Service Degradation - ShotGrid
Incident Report for Flow Production Tracking
Postmortem

Summary

On January 18, 2024, Autodesk experienced a service outage that affected customers using multiple Autodesk products and services between 09:02 PST and 10:15 AM PST.

Root Cause

While performing maintenance targeting one service on Autodesk's user management infrastructure, an invalid configuration was applied which caused the internal service to be down. This led to ShotGrid users being served blank page when their sessions expired.

Autodesk Actions

Autodesk has completed a post-incident analysis of the event and identified actions to be taken. These include:

  • Ensuring ShotGrid handles user management service downtime gracefully
  • Improving infrastructure change validation on Autodesk's user management service
  • Reviewing the incident process for upstream service failures

Thank you for your patience and understanding.

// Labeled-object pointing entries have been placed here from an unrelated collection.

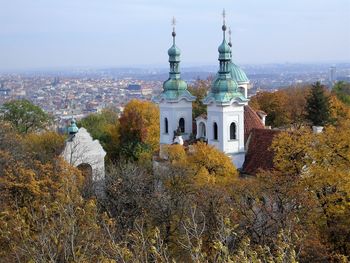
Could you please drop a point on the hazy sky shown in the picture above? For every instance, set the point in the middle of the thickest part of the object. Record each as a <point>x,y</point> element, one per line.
<point>103,33</point>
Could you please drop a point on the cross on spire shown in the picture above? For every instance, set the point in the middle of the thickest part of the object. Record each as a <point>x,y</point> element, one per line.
<point>173,23</point>
<point>229,34</point>
<point>224,16</point>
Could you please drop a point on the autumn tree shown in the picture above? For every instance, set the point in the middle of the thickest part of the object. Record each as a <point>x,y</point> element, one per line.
<point>342,90</point>
<point>274,106</point>
<point>317,107</point>
<point>99,124</point>
<point>24,116</point>
<point>139,130</point>
<point>199,89</point>
<point>320,163</point>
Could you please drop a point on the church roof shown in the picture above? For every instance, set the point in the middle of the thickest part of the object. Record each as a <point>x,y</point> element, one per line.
<point>259,156</point>
<point>237,73</point>
<point>251,121</point>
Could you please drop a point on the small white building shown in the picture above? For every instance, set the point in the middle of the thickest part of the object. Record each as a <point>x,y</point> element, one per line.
<point>81,151</point>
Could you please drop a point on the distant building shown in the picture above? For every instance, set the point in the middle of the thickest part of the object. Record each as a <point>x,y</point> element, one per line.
<point>134,87</point>
<point>229,120</point>
<point>332,75</point>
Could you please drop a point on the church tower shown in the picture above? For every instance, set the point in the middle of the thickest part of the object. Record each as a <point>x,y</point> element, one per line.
<point>225,108</point>
<point>175,101</point>
<point>238,74</point>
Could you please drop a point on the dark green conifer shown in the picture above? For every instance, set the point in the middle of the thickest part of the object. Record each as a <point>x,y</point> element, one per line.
<point>318,106</point>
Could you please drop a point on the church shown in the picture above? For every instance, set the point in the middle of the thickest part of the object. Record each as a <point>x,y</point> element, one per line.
<point>230,124</point>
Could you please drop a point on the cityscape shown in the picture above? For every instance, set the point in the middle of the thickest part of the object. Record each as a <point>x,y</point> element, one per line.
<point>77,93</point>
<point>175,131</point>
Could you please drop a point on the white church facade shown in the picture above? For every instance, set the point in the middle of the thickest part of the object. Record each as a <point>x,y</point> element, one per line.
<point>226,124</point>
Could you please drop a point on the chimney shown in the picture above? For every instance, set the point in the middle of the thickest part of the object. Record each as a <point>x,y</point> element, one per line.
<point>262,115</point>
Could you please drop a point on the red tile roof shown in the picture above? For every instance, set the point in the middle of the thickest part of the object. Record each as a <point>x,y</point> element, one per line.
<point>251,121</point>
<point>258,156</point>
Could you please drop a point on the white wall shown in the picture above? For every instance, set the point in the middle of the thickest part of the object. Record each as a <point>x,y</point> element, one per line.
<point>174,111</point>
<point>224,116</point>
<point>83,149</point>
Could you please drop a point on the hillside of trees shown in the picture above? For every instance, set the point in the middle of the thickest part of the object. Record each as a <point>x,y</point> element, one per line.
<point>194,207</point>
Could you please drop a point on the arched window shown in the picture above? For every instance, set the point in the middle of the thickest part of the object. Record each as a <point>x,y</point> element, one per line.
<point>201,131</point>
<point>215,131</point>
<point>182,125</point>
<point>166,126</point>
<point>233,131</point>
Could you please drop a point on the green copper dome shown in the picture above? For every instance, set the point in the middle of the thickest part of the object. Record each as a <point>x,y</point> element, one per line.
<point>174,88</point>
<point>174,51</point>
<point>237,73</point>
<point>73,129</point>
<point>224,51</point>
<point>224,87</point>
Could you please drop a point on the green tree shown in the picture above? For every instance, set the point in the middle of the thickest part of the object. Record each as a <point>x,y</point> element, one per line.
<point>24,116</point>
<point>342,91</point>
<point>99,124</point>
<point>318,106</point>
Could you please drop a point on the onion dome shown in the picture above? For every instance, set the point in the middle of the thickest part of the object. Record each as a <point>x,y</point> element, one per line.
<point>174,88</point>
<point>237,73</point>
<point>224,88</point>
<point>73,128</point>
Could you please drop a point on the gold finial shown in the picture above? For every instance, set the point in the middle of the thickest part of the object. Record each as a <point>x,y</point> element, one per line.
<point>229,34</point>
<point>224,16</point>
<point>173,23</point>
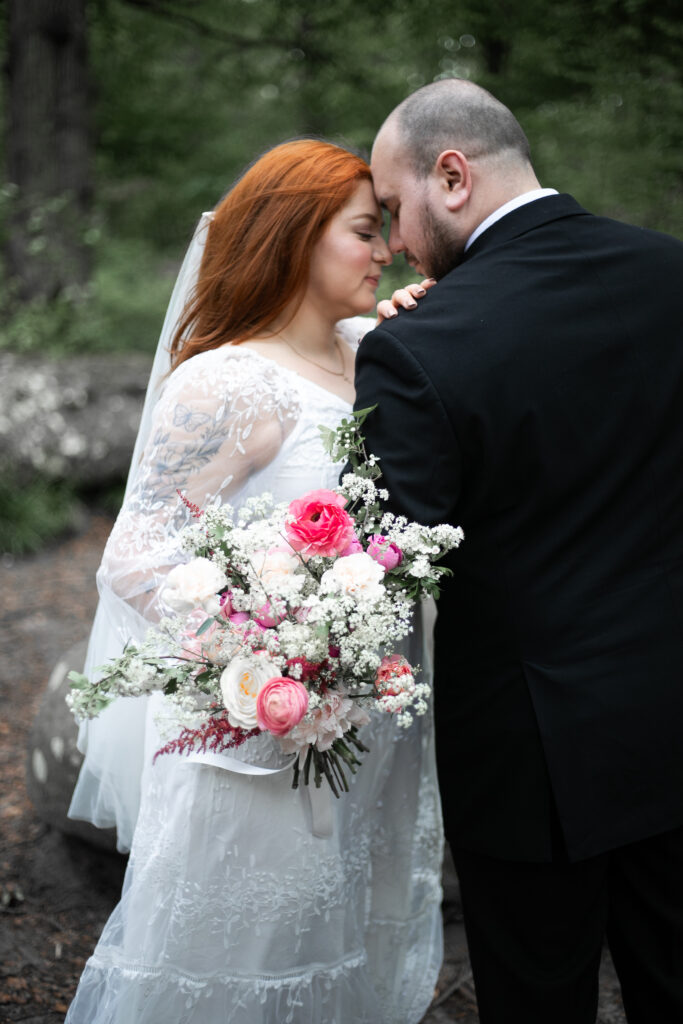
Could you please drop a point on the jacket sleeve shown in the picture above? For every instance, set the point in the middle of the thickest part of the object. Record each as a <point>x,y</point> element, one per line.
<point>409,430</point>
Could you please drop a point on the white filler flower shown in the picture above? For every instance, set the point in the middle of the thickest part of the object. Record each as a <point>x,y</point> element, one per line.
<point>195,585</point>
<point>357,576</point>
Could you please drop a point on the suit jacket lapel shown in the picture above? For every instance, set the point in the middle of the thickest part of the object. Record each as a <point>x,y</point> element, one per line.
<point>525,218</point>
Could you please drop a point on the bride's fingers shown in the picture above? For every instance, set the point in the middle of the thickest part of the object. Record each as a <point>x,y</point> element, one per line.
<point>403,297</point>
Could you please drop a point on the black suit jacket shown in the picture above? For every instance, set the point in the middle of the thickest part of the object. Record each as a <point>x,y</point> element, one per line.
<point>536,398</point>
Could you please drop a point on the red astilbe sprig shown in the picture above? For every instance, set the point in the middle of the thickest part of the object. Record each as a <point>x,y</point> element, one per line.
<point>196,511</point>
<point>214,736</point>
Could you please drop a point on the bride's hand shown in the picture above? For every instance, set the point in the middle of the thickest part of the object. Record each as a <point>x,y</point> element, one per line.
<point>406,298</point>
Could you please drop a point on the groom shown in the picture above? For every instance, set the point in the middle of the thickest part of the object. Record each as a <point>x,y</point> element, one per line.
<point>536,398</point>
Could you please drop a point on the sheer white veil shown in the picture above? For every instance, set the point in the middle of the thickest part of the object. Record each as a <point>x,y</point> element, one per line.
<point>108,791</point>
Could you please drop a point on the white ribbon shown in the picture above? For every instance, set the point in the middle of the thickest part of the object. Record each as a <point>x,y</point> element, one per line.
<point>316,800</point>
<point>232,764</point>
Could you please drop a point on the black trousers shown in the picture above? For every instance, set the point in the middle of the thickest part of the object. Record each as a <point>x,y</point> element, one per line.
<point>536,933</point>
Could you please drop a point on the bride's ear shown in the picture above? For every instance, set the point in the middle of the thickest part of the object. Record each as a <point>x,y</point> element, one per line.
<point>455,177</point>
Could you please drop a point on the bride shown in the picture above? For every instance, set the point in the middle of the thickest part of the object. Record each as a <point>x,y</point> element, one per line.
<point>246,900</point>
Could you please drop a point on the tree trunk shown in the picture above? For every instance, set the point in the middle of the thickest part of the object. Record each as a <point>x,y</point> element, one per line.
<point>48,147</point>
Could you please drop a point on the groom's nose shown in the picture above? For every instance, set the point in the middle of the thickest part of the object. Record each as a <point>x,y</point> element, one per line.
<point>395,242</point>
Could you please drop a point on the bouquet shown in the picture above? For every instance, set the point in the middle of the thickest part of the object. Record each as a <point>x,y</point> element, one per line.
<point>284,620</point>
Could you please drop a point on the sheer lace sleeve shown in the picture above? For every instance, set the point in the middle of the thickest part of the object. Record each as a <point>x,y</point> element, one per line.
<point>222,417</point>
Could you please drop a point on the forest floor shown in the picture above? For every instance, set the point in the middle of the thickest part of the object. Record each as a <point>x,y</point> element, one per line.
<point>57,891</point>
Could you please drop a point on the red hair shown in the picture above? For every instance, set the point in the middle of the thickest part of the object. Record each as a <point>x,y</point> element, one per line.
<point>257,255</point>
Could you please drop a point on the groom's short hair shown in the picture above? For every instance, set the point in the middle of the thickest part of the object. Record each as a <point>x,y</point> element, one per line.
<point>455,114</point>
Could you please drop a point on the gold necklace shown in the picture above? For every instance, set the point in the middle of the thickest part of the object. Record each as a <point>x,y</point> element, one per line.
<point>335,373</point>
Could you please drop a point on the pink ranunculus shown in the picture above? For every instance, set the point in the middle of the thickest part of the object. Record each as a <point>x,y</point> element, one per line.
<point>268,615</point>
<point>317,524</point>
<point>226,608</point>
<point>352,547</point>
<point>393,675</point>
<point>281,705</point>
<point>385,552</point>
<point>238,617</point>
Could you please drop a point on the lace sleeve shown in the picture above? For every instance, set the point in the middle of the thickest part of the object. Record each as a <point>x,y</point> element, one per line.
<point>222,417</point>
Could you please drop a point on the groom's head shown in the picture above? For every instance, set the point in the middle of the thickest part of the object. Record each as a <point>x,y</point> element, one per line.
<point>443,160</point>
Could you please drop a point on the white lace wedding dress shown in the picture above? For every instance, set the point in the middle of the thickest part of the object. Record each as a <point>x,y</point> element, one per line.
<point>232,910</point>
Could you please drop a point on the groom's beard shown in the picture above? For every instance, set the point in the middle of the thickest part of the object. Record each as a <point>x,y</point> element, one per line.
<point>442,253</point>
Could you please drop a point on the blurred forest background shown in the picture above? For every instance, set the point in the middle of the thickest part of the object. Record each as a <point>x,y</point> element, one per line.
<point>124,119</point>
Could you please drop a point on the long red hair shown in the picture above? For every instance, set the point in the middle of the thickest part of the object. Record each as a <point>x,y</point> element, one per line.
<point>258,249</point>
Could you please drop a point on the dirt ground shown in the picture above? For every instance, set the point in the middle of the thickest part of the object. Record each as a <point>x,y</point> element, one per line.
<point>56,891</point>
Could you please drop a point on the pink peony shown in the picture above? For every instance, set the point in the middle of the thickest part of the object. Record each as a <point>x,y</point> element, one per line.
<point>281,705</point>
<point>318,524</point>
<point>385,552</point>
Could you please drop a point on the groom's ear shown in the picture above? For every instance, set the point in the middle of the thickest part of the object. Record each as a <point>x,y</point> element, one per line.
<point>455,177</point>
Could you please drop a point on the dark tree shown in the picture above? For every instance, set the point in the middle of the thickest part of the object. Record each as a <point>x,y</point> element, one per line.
<point>47,146</point>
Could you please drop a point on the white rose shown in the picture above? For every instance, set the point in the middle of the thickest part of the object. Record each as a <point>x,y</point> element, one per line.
<point>195,585</point>
<point>356,576</point>
<point>240,684</point>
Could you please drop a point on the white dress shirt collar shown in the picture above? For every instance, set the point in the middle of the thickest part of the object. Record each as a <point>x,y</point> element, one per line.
<point>508,208</point>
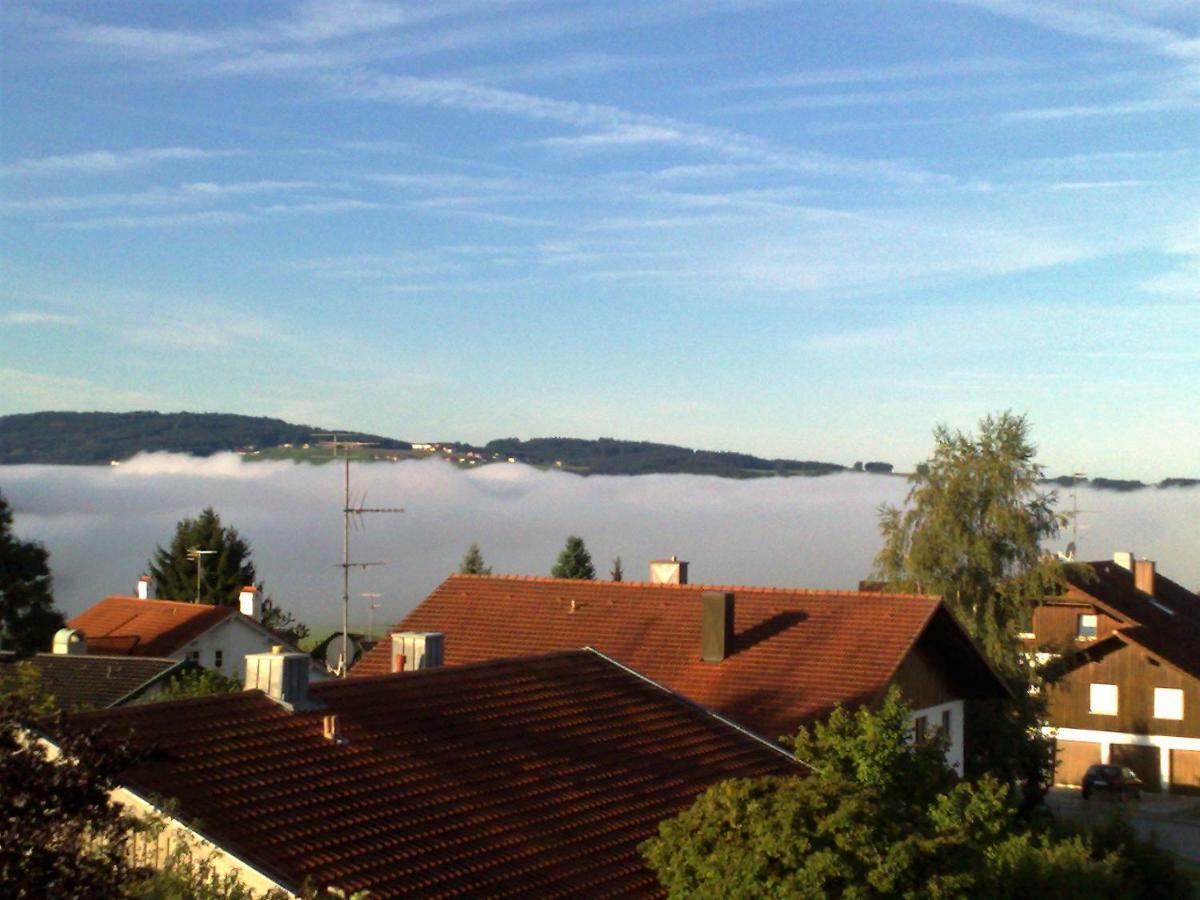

Posted Feb 02, 2024 - 22:01 UTC

Resolved
This incident has been resolved.
Posted Jan 18, 2024 - 18:58 UTC
Monitoring
A fix has been implemented and we are monitoring the results.
Posted Jan 18, 2024 - 18:37 UTC
Identified
The issue has been identified and a fix is being implemented.
Posted Jan 18, 2024 - 18:29 UTC
Investigating
We are observing a high number of failed requests to the ShotGrid service which may impact site availability for some clients. Email notifications may also be delayed. This issue is under investigation.
Posted Jan 18, 2024 - 17:21 UTC
This incident affected: Flow Production Tracking and Notification Service.